Canada Goose history showcases a case of finding elite status most unexpectedly. It is the history of a company that never lost sight of what’s truly important to them. As we explore how it started in this article, we’ll find that Canada Goose’s growth aligns with its commitment to its beginning. Canada Goose has come a long way from its customer base of dog sledders, forest rangers, and anyone who braved the cold of the far north. It now serves a more urban customer base; let’s find out how it all began.

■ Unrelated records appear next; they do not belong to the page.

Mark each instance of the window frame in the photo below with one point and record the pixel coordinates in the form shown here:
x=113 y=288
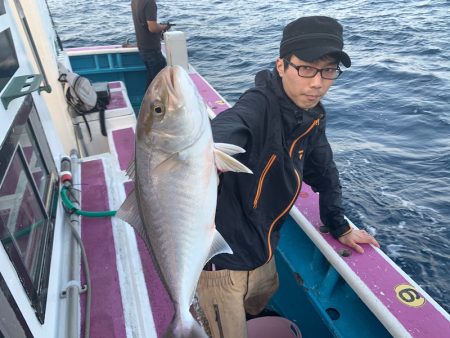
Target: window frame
x=27 y=118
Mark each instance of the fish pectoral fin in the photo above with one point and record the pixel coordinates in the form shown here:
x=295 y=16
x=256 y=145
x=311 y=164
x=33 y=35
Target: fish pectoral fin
x=218 y=246
x=131 y=170
x=225 y=162
x=229 y=149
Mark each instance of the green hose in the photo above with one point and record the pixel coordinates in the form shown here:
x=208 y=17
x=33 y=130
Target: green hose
x=80 y=212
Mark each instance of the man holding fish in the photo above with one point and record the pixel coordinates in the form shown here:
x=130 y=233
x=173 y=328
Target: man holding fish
x=281 y=125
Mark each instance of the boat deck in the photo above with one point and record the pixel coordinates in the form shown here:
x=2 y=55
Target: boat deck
x=130 y=300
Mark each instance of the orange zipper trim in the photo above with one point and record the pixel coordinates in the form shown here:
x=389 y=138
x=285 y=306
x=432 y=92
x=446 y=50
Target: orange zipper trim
x=261 y=180
x=315 y=123
x=281 y=215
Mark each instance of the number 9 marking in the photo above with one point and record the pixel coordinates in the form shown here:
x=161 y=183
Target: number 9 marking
x=408 y=295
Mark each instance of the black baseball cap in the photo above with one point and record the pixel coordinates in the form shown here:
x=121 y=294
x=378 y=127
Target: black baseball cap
x=312 y=37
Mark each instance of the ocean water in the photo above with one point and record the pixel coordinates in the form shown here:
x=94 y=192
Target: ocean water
x=389 y=114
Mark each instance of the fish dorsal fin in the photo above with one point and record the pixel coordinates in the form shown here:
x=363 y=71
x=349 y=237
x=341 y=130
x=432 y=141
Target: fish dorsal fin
x=131 y=170
x=229 y=149
x=129 y=212
x=218 y=246
x=225 y=162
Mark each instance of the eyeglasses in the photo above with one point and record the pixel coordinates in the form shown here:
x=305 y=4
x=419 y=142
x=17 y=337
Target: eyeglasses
x=329 y=73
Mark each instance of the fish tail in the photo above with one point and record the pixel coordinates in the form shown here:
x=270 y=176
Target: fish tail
x=187 y=328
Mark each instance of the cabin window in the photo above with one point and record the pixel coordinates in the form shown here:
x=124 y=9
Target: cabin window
x=8 y=58
x=12 y=323
x=28 y=196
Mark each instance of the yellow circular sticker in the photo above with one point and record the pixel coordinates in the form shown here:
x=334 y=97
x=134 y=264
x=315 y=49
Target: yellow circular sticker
x=408 y=295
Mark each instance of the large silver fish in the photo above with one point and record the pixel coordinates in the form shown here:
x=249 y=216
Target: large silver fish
x=174 y=201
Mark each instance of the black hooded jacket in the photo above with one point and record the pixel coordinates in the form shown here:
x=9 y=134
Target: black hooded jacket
x=285 y=145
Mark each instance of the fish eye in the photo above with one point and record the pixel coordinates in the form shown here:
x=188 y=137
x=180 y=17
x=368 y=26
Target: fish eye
x=158 y=110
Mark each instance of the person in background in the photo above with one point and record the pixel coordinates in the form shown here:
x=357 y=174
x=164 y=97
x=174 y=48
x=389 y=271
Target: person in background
x=148 y=35
x=280 y=123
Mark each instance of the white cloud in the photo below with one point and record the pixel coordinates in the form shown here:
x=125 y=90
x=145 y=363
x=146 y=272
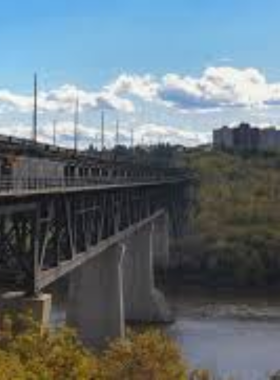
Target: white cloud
x=144 y=87
x=155 y=133
x=218 y=87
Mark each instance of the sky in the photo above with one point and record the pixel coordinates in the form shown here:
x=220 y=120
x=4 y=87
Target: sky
x=170 y=70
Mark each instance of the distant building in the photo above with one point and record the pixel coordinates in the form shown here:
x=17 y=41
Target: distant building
x=223 y=138
x=247 y=138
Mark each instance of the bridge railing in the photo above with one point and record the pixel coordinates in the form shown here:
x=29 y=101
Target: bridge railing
x=39 y=184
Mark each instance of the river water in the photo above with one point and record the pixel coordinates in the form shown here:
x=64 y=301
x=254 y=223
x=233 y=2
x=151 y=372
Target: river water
x=231 y=335
x=237 y=335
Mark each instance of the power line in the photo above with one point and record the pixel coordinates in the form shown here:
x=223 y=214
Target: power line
x=117 y=142
x=102 y=130
x=76 y=124
x=35 y=109
x=54 y=132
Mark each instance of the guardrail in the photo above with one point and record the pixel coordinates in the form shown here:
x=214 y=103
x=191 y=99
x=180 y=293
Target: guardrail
x=38 y=184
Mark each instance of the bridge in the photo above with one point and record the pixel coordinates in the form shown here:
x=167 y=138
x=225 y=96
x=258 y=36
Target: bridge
x=106 y=228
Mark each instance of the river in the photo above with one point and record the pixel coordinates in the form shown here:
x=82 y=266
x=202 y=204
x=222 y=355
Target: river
x=231 y=335
x=237 y=335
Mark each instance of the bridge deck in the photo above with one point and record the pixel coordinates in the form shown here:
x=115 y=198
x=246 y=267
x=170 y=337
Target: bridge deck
x=14 y=190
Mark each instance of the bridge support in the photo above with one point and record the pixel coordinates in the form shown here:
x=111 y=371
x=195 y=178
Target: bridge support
x=95 y=304
x=161 y=241
x=143 y=302
x=118 y=284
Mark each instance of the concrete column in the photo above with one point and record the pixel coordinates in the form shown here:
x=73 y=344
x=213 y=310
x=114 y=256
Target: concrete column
x=143 y=302
x=95 y=303
x=18 y=302
x=161 y=241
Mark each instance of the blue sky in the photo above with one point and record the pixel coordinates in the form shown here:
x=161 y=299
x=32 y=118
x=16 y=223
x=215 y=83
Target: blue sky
x=207 y=62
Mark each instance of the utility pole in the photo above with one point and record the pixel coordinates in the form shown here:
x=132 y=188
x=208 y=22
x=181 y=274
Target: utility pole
x=132 y=138
x=102 y=131
x=54 y=132
x=117 y=142
x=35 y=109
x=76 y=124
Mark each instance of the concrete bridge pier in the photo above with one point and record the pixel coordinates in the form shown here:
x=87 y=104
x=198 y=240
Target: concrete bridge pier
x=161 y=241
x=142 y=301
x=95 y=302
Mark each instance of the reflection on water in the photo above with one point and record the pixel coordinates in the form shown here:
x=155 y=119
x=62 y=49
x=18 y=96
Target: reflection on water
x=231 y=335
x=238 y=336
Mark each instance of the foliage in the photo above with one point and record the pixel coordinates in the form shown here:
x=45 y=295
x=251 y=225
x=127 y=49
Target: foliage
x=238 y=217
x=44 y=355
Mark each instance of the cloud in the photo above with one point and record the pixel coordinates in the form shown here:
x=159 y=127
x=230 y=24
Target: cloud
x=144 y=87
x=63 y=99
x=216 y=89
x=153 y=133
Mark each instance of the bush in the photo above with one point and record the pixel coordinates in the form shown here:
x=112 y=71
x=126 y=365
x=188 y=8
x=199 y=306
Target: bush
x=44 y=355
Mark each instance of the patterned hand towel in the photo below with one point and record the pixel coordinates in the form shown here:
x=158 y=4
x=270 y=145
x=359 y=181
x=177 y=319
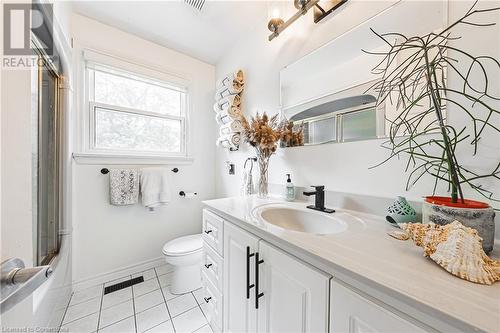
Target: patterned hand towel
x=123 y=186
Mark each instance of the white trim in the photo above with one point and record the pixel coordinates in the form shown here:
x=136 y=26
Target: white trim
x=117 y=273
x=134 y=67
x=102 y=158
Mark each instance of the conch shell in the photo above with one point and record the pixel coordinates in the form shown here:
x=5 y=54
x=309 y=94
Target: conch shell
x=455 y=247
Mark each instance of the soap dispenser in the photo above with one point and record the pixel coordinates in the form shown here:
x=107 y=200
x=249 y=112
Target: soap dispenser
x=290 y=189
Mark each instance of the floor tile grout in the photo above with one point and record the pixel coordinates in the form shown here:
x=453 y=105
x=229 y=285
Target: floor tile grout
x=165 y=300
x=133 y=306
x=65 y=311
x=134 y=297
x=100 y=308
x=87 y=300
x=72 y=321
x=115 y=322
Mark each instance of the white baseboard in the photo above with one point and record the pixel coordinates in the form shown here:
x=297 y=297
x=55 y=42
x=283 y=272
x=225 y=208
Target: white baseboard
x=117 y=273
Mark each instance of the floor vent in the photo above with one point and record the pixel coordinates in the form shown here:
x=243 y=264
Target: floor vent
x=122 y=285
x=198 y=4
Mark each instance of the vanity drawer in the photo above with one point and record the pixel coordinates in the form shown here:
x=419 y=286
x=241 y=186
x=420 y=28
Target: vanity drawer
x=213 y=231
x=212 y=308
x=213 y=266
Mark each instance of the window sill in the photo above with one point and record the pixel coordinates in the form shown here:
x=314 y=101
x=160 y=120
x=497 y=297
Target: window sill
x=93 y=158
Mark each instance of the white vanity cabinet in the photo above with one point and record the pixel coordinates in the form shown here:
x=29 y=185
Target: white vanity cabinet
x=252 y=286
x=268 y=290
x=351 y=312
x=239 y=274
x=213 y=268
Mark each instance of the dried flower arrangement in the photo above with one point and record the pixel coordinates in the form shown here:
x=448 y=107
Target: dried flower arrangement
x=264 y=134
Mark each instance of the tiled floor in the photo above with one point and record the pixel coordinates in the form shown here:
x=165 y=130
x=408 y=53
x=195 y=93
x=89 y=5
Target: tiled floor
x=145 y=307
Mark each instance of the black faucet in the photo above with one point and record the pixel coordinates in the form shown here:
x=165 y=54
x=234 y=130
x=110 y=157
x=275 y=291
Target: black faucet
x=319 y=199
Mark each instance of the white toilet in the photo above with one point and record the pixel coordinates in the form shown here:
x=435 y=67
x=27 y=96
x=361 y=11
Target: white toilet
x=185 y=254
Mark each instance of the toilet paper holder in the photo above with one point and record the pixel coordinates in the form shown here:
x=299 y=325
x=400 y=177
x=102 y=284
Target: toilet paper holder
x=184 y=194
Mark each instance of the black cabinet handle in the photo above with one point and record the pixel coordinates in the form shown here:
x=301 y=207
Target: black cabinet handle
x=257 y=294
x=249 y=286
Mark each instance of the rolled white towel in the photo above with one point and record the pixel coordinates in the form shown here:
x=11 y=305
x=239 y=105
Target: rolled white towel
x=235 y=77
x=233 y=100
x=226 y=102
x=231 y=127
x=231 y=140
x=227 y=116
x=223 y=91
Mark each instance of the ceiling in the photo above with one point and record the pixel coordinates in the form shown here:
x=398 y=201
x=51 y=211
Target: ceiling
x=205 y=35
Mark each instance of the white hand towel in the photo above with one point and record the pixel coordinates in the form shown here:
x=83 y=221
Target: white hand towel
x=155 y=188
x=123 y=186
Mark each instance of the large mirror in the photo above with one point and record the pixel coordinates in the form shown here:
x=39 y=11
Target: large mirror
x=330 y=93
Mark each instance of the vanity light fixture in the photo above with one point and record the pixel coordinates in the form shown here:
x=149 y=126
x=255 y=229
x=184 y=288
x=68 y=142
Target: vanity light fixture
x=321 y=10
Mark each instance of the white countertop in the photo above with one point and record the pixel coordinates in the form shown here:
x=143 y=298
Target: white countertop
x=368 y=253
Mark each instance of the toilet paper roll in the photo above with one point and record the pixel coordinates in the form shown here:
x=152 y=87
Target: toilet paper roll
x=188 y=195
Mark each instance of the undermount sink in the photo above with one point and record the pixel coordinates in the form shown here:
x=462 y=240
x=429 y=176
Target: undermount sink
x=295 y=217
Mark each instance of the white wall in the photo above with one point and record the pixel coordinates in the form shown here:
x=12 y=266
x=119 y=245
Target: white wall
x=109 y=238
x=46 y=306
x=341 y=167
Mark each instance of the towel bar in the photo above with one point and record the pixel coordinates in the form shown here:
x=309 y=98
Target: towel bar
x=105 y=171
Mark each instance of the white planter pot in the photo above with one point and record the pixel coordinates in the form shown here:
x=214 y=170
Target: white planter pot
x=481 y=219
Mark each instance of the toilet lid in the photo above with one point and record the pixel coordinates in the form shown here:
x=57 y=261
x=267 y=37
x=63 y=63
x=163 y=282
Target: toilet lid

Canada Goose History – Where It Originates
Canada Goose has been around since the 1970s. The company was founded in Toronto, Canada, by David Reiss. When the fashion brand first began, it was still a part of the company known as Metro Sportswear Ltd. The company’s goal was to provide people with warmer outerwear and everything else they needed to survive the harsh Canadian winter. From the beginning, it is clear that pragmatism is at the heart of everything this brand does. The price tags and endorsements do not draw focus from the goal of each item’s task. There’s been a vast growth in the people who wear their products. Their customer base now includes world-class athletes, adventurers, risk-takers, and more. As the recognition continues to spread, it can be challenging to remember the humble beginning of this brand.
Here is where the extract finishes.